「原発ゼロ」と「温室効果ガス25%削減」の矛盾をどう解決するのか

2013年1月25日(金)17時30分
池田信夫

 鳩山由紀夫元首相は、2009年に「2020年までに温室効果ガスの排出量を1990年比で25%削減する」と国際公約し、これにもとづいて政府は原子力発電の比率を50%以上にするエネルギー基本計画を立てた。しかし福島第一原発事故のあと、政府は「2030年代までに原発ゼロにする」という方針を打ち出した。

 これは明らかに矛盾する方針だが、民主党政権では誰もこれを是正しようとしなかった。論理的に考えると、政策が破綻してしまうからだ。しかし自民党政権は、この支離滅裂な政策の見直しを開始した。安倍首相は25%削減目標を「ゼロベースで見直す」と約束し、今年11月に開催されるCOP19に向けて、削減目標が再検討される予定だ。
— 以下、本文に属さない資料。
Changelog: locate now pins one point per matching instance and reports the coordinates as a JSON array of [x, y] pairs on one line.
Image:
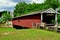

 1997年、京都で開催されたCOP3で、温室効果ガスの削減を決めた京都議定書が締結され、日本の国会は満場一致でそれを批准した。しかし議定書が2005年に発効してからも温室効果ガスの削減は進まず、京都議定書は2012年で終了した。昨年ドーハで行なわれたCOP18も失敗に終わり、日本政府は2013年以降の議定書の延長には参加しない。「ポスト京都議定書」の体制は決まっておらず、実質的に地球温暖化対策は白紙に戻った。

 日本の昨年の温室効果ガスの排出量は、1990年比で3.6%増。これを2020年までに25%減にするには毎年3%以上のエネルギー削減が必要であり、大幅なマイナス成長は避けられない。現実には原発の停止で二酸化炭素(CO2)の排出量は急増しており、原発ゼロと25%削減は両立しない。これは民主党政権も国会答弁で認めたことだ。では、どちらの目標を変更すべきだろうか?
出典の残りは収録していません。